Lithium-air batteries are considered highly promising technologies for electric cars and portable electronic devices because of their potential for delivering a high energy output in proportion to their weight. But such batteries have some pretty serious drawbacks: They waste much of the injected energy as heat and degrade relatively quickly. They also require expensive extra components to pump oxygen gas in and out, in an open-cell configuration that is very different from conventional sealed batteries.
But a new variation of the battery chemistry, which could be used in a conventional, fully sealed battery, promises similar theoretical performance as lithium-air batteries, while overcoming all of these drawbacks.
The new battery concept, called a nanolithia cathode battery, is described in the journal Nature Energy in a paper by Ju Li, the Battelle Energy Alliance Professor of Nuclear Science and Engineering at MIT; postdoc Zhi Zhu; and five others at MIT, Argonne National Laboratory, and Peking University in China.

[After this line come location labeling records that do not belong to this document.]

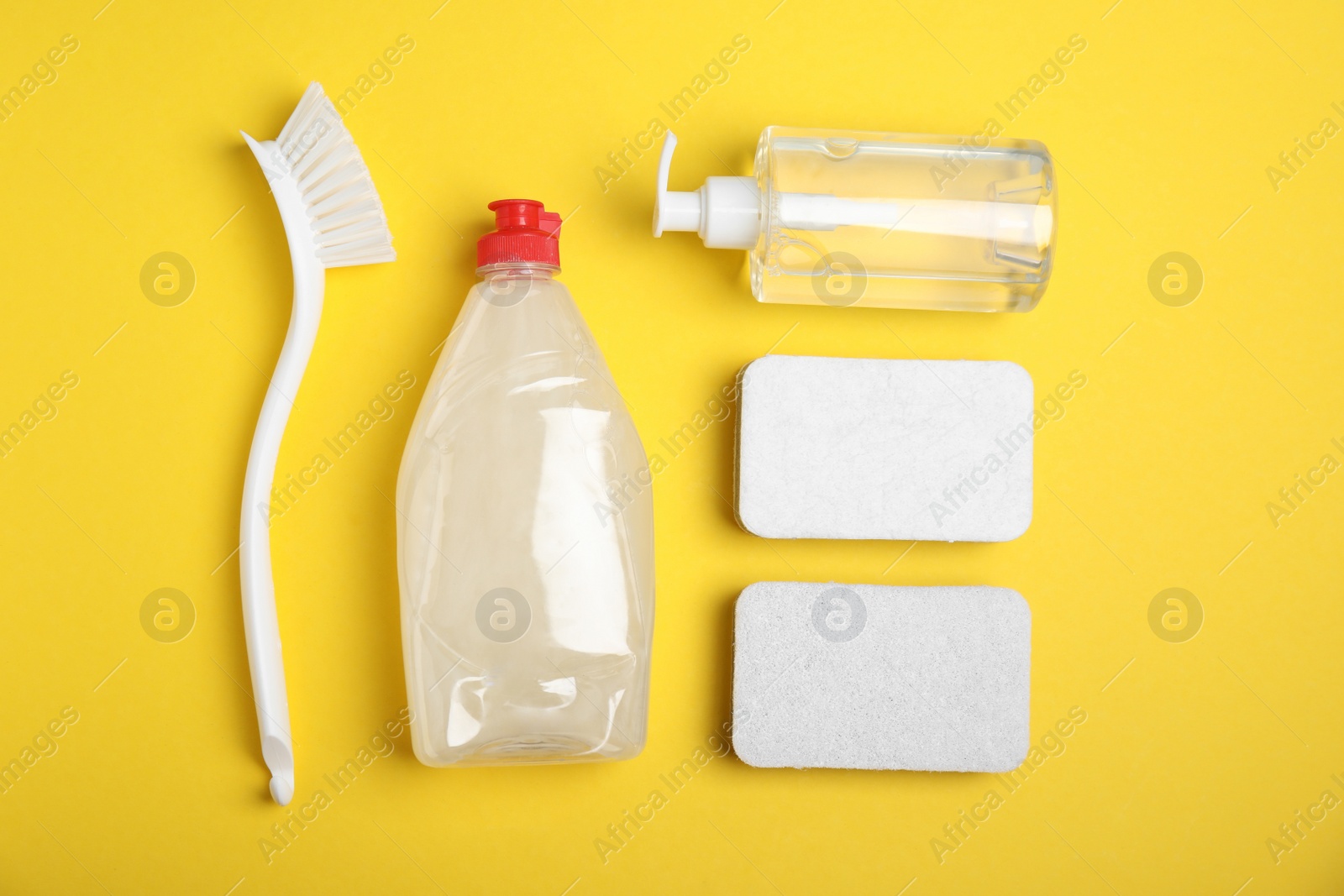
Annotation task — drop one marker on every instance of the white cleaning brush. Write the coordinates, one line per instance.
(333, 219)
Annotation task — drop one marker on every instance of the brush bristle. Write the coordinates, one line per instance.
(343, 206)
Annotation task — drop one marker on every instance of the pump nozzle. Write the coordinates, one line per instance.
(726, 211)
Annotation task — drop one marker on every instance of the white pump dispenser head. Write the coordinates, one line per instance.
(726, 211)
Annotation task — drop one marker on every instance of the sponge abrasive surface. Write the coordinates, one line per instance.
(860, 676)
(843, 448)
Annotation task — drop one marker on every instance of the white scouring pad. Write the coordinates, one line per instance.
(837, 448)
(867, 676)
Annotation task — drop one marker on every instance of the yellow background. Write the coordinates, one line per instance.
(1156, 477)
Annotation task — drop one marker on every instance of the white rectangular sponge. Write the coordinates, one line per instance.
(840, 448)
(867, 676)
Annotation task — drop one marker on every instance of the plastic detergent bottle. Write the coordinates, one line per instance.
(524, 527)
(882, 221)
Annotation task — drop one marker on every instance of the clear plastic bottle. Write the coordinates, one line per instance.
(878, 219)
(524, 528)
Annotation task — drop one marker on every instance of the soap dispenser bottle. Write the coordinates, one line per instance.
(882, 221)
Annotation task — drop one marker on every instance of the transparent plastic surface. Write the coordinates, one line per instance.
(524, 540)
(904, 221)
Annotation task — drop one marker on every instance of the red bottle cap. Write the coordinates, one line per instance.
(524, 233)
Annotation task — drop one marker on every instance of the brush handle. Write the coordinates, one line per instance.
(261, 624)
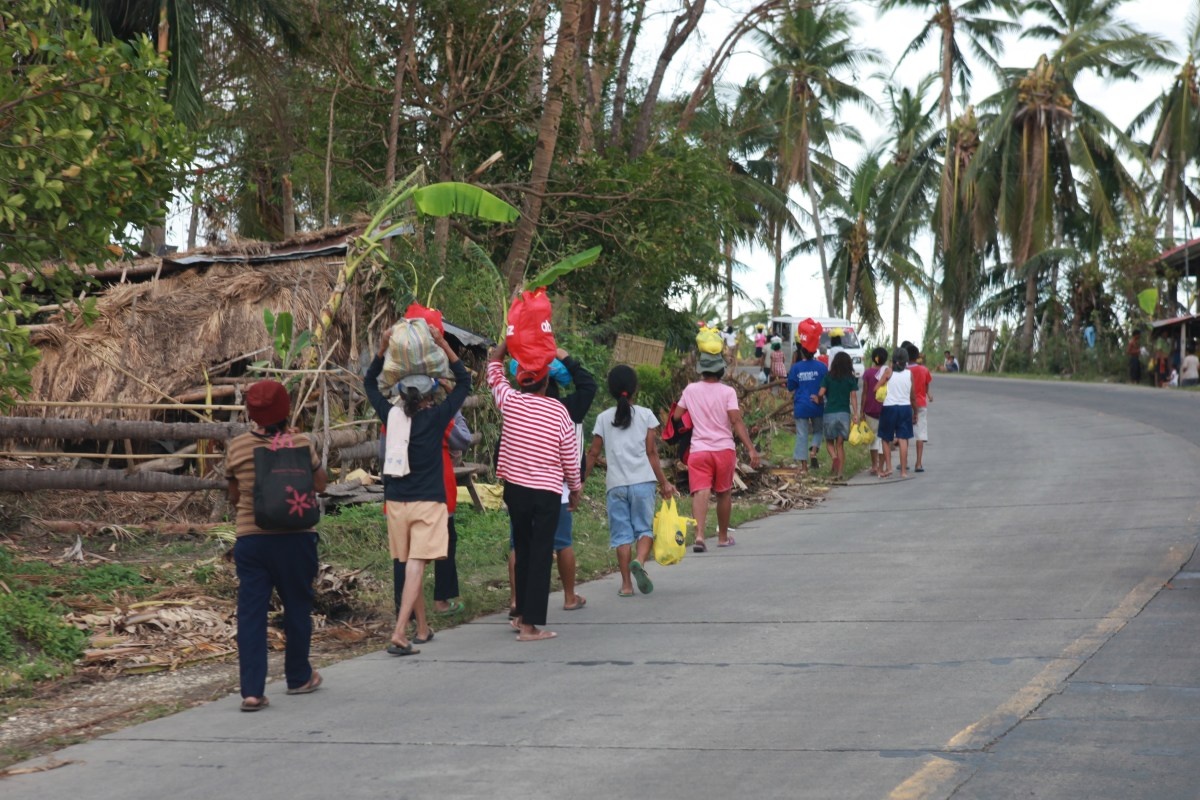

One of the shortcomings of lithium-air batteries, Li explains, is the mismatch between the voltages involved in charging and discharging the batteries. The batteries’ output voltage is more than 1.2 volts lower than the voltage used to charge them, which represents a significant power loss incurred in each charging cycle. “You waste 30 percent of the electrical energy as heat in charging. … It can actually burn if you charge it too fast,” he says.